The current CGT regime means that basic rate taxpayers who have held shares in their employer for at least 2 years are only subject to a 5% CGT charge. The Chancellor’s changes, confirmed today, mean that these employee shareholders will have to pay an additional 13% tax on any gain above £9,200 from April 2008.

This means employees who have contributed to the success of their employers are now going to be worse off than under existing legislation whilst non-employee shareholders who have not done so are to have their CGT liabilities substantially reduced (from 40% to 18%). The changes are also likely to have some impact on medium and long term saving through employee share ownership, damaging moves towards wider share ownership as a means of saving for the future.

Fiona Downes, Head of Employee Share Ownership at ifs ProShare, said:

“Having informed the Chancellor of the fact more than 270,000 employees could be worse off following his proposals, we are naturally disappointed that this evidence appears to have been ignored.

As well as there being no changes to mitigate the effects on employee shareholders, the uncertainty and repeated delays in confirming this decision mean many employee shareholders will have to make relatively quick decisions about whether or not to sell or hold some of their shares.
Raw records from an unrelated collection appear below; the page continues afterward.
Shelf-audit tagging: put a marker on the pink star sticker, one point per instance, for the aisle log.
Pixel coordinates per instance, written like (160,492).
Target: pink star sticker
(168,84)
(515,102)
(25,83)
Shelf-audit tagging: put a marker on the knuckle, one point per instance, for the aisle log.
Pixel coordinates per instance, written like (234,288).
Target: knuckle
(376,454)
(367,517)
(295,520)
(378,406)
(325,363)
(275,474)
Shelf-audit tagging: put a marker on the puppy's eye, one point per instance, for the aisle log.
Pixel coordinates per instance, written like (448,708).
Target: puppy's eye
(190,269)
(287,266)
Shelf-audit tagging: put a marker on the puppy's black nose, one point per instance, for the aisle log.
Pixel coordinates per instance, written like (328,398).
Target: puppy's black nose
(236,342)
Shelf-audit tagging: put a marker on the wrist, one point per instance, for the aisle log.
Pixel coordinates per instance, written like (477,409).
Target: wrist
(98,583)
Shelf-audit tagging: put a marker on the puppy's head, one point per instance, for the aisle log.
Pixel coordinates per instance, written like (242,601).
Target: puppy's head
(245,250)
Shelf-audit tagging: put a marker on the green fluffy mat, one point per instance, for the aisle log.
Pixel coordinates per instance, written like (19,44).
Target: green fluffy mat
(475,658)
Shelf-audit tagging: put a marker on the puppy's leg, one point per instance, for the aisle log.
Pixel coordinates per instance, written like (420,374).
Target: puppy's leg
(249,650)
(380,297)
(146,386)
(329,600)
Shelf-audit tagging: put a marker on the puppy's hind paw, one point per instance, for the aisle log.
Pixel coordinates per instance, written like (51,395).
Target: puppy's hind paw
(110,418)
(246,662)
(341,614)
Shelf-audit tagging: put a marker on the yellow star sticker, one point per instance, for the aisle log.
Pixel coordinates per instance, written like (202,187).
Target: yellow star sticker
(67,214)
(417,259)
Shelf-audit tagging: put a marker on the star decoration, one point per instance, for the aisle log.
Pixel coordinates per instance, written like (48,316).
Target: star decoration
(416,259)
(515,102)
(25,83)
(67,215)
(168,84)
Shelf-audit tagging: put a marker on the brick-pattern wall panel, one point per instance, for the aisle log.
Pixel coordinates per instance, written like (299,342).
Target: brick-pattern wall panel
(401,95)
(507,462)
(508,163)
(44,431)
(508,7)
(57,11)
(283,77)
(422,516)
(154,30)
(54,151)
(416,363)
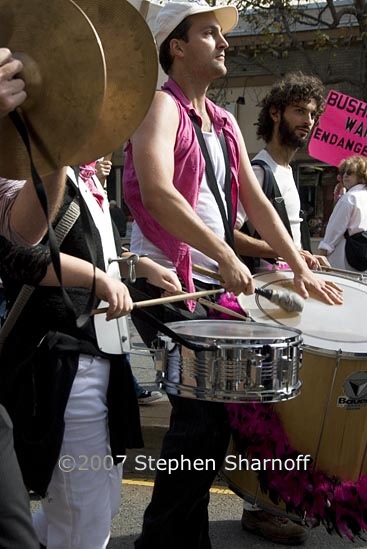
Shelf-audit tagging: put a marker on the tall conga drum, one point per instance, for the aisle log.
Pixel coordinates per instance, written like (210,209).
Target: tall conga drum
(328,421)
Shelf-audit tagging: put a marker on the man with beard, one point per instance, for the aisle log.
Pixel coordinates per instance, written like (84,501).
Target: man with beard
(288,113)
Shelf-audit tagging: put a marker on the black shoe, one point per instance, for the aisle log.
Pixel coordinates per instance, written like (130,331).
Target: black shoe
(273,527)
(146,397)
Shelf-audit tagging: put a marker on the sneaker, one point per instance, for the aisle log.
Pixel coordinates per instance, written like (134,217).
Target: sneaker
(146,397)
(273,527)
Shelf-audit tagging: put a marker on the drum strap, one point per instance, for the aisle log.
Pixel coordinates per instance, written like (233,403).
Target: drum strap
(61,230)
(163,328)
(212,182)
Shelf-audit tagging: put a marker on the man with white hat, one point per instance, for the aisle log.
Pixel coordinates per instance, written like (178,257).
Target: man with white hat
(178,222)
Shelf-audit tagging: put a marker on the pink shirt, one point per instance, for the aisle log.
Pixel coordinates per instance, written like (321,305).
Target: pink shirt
(188,174)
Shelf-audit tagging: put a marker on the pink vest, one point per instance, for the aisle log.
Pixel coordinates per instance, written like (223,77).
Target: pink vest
(188,174)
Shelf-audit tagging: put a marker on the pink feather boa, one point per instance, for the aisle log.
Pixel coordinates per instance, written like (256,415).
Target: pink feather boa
(257,430)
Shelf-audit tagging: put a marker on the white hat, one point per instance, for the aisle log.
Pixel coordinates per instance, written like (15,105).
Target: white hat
(173,13)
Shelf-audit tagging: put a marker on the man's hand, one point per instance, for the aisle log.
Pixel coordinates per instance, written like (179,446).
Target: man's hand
(236,277)
(12,92)
(328,292)
(103,169)
(115,293)
(162,277)
(314,262)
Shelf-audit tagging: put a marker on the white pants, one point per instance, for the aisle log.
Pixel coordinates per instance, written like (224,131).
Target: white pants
(85,489)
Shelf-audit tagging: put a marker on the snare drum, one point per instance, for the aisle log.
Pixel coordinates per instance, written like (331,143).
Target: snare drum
(329,419)
(232,361)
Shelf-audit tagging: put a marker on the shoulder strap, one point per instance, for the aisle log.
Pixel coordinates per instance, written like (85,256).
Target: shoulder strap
(272,191)
(213,185)
(61,230)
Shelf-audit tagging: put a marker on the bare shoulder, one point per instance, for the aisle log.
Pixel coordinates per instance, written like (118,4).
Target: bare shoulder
(161,119)
(164,106)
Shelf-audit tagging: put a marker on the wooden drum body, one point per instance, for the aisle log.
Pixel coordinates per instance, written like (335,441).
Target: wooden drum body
(329,419)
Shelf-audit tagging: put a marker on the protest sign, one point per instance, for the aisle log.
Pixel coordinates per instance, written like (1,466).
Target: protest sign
(342,129)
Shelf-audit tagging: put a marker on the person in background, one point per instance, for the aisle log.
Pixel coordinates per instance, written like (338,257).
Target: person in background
(83,404)
(179,224)
(103,169)
(349,216)
(22,220)
(288,114)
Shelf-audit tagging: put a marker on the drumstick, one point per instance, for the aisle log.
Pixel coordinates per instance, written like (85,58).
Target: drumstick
(168,299)
(342,271)
(222,309)
(289,301)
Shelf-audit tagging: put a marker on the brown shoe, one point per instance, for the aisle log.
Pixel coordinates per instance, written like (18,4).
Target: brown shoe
(273,527)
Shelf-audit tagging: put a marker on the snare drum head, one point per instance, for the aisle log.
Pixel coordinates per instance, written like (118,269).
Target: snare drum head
(208,331)
(327,328)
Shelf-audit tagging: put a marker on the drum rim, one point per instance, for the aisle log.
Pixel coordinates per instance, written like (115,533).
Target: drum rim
(295,333)
(331,353)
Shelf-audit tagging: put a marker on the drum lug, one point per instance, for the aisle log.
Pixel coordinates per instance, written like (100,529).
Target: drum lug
(160,359)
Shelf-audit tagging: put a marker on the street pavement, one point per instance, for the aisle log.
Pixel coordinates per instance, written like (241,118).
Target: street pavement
(225,508)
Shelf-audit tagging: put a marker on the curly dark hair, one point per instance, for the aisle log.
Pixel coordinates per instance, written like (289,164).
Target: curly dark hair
(181,33)
(294,87)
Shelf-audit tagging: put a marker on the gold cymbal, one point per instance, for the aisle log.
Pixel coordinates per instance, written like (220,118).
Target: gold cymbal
(65,75)
(132,71)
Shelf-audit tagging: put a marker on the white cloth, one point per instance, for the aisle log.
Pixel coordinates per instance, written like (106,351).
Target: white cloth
(207,210)
(288,190)
(78,508)
(80,504)
(350,213)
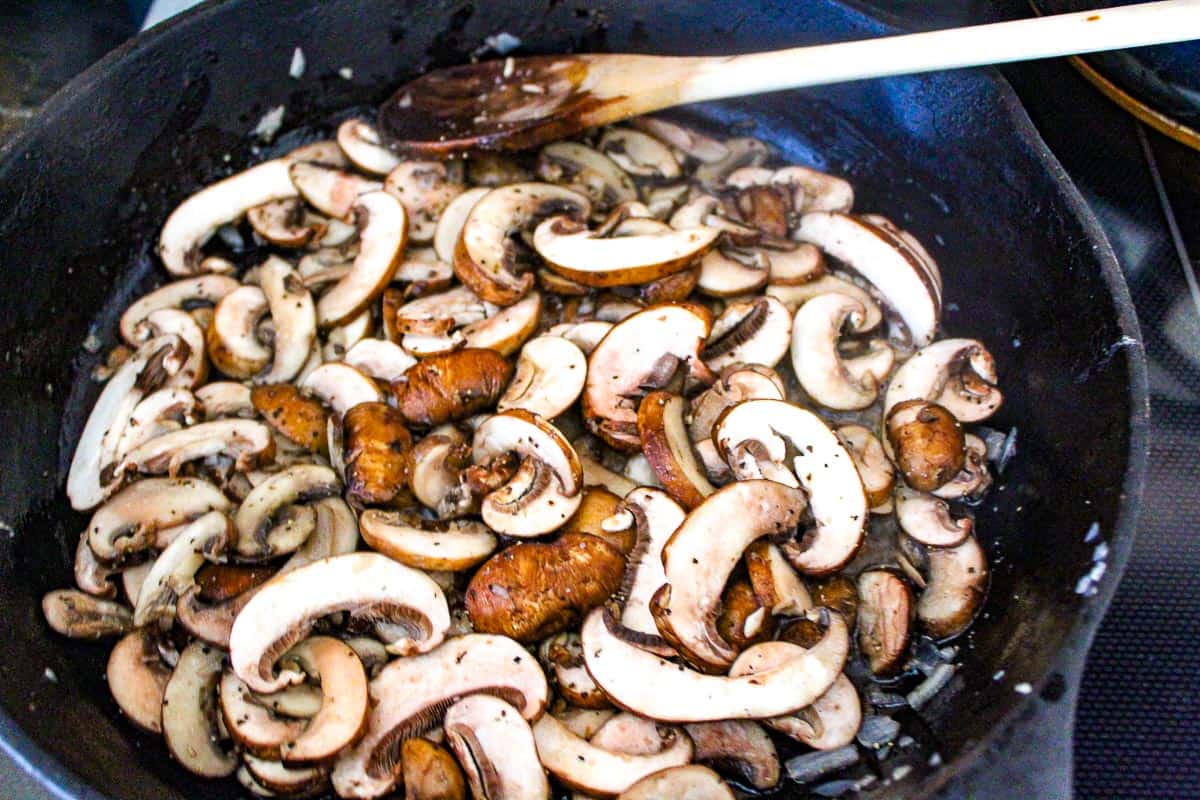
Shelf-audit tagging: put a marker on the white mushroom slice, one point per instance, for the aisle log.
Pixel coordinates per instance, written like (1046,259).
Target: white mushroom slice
(409,697)
(262,517)
(816,359)
(197,217)
(379,359)
(383,230)
(571,250)
(424,545)
(585,767)
(343,707)
(793,296)
(367,584)
(900,277)
(426,188)
(690,782)
(586,170)
(225,398)
(657,517)
(547,486)
(697,565)
(760,433)
(137,678)
(549,377)
(486,258)
(496,749)
(96,450)
(363,145)
(293,316)
(329,190)
(639,154)
(928,519)
(727,272)
(189,713)
(341,386)
(174,570)
(179,294)
(246,443)
(639,355)
(755,331)
(127,523)
(958,374)
(451,221)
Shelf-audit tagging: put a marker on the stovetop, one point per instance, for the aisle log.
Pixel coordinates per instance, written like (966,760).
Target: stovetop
(1138,726)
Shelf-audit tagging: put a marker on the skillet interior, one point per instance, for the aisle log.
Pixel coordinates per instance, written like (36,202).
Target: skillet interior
(949,156)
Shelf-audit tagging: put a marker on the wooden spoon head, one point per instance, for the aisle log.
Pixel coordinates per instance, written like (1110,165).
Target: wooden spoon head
(503,104)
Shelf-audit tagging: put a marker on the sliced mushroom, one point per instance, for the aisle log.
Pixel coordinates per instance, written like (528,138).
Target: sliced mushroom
(742,745)
(451,386)
(955,584)
(186,293)
(874,467)
(778,440)
(190,714)
(174,570)
(426,188)
(885,619)
(665,444)
(370,585)
(637,355)
(409,697)
(232,336)
(96,450)
(927,443)
(127,523)
(777,585)
(425,545)
(383,232)
(696,565)
(546,488)
(197,217)
(263,519)
(958,374)
(904,280)
(496,747)
(82,617)
(753,332)
(363,145)
(486,256)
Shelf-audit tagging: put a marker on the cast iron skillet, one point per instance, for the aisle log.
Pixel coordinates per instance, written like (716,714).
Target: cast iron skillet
(951,156)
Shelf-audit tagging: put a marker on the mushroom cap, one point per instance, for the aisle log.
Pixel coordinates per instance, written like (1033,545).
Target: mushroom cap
(283,611)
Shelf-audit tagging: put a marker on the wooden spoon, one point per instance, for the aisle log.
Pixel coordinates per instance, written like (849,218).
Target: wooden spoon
(517,103)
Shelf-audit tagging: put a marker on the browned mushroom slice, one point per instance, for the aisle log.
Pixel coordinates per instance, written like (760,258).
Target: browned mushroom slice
(958,374)
(127,523)
(697,565)
(533,589)
(885,619)
(486,256)
(83,617)
(190,715)
(411,695)
(197,217)
(600,773)
(367,584)
(763,438)
(496,747)
(640,354)
(419,542)
(666,446)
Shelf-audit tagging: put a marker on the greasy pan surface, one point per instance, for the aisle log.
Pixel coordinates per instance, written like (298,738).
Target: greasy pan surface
(951,156)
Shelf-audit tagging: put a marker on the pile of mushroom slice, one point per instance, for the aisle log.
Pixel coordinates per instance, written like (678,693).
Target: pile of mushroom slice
(528,474)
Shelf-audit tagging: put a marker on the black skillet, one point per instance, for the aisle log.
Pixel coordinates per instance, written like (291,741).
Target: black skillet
(952,156)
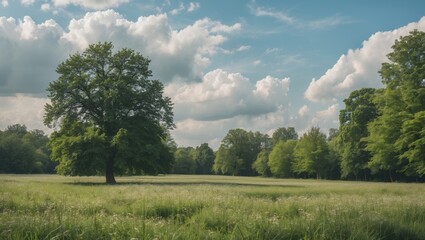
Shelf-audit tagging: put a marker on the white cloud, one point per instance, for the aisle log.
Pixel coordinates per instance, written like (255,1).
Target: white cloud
(272,88)
(243,48)
(261,11)
(45,7)
(190,132)
(30,55)
(328,22)
(327,118)
(223,95)
(257,62)
(21,109)
(358,68)
(27,2)
(190,8)
(178,10)
(176,54)
(90,4)
(193,6)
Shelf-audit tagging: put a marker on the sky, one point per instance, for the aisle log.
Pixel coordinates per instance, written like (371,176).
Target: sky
(256,65)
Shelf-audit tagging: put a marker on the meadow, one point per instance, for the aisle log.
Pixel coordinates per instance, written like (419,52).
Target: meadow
(207,207)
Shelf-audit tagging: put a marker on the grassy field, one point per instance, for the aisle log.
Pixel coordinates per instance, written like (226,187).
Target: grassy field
(207,207)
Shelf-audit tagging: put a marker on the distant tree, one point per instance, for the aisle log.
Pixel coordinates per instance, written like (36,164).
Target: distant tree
(284,134)
(260,165)
(359,111)
(112,118)
(23,151)
(393,141)
(312,154)
(184,161)
(204,158)
(238,151)
(281,158)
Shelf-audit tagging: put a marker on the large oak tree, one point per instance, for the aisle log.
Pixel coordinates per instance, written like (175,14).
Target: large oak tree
(108,115)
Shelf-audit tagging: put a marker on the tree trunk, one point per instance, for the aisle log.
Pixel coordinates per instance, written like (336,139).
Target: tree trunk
(110,179)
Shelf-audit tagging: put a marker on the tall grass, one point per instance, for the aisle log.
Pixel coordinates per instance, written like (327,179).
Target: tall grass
(208,207)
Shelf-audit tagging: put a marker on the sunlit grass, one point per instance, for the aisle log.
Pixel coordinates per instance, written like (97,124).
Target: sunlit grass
(207,207)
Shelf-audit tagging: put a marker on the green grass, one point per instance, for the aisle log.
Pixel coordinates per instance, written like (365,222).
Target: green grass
(207,207)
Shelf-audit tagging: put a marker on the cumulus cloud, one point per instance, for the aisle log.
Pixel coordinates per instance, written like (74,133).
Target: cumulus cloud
(358,68)
(191,132)
(45,7)
(223,95)
(89,4)
(176,54)
(261,11)
(27,2)
(193,6)
(30,53)
(327,118)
SAYE participants should speak to their employer about the range of choices available to them or seek financial advice.

Employers will also face a real challenge in communicating these implications to their employees within a very short period of time.

In view of these incredibly tight time constraints a grandfathering arrangement should be introduced so that existing participants in SAYE schemes continue to benefit from taper relief at the current rates."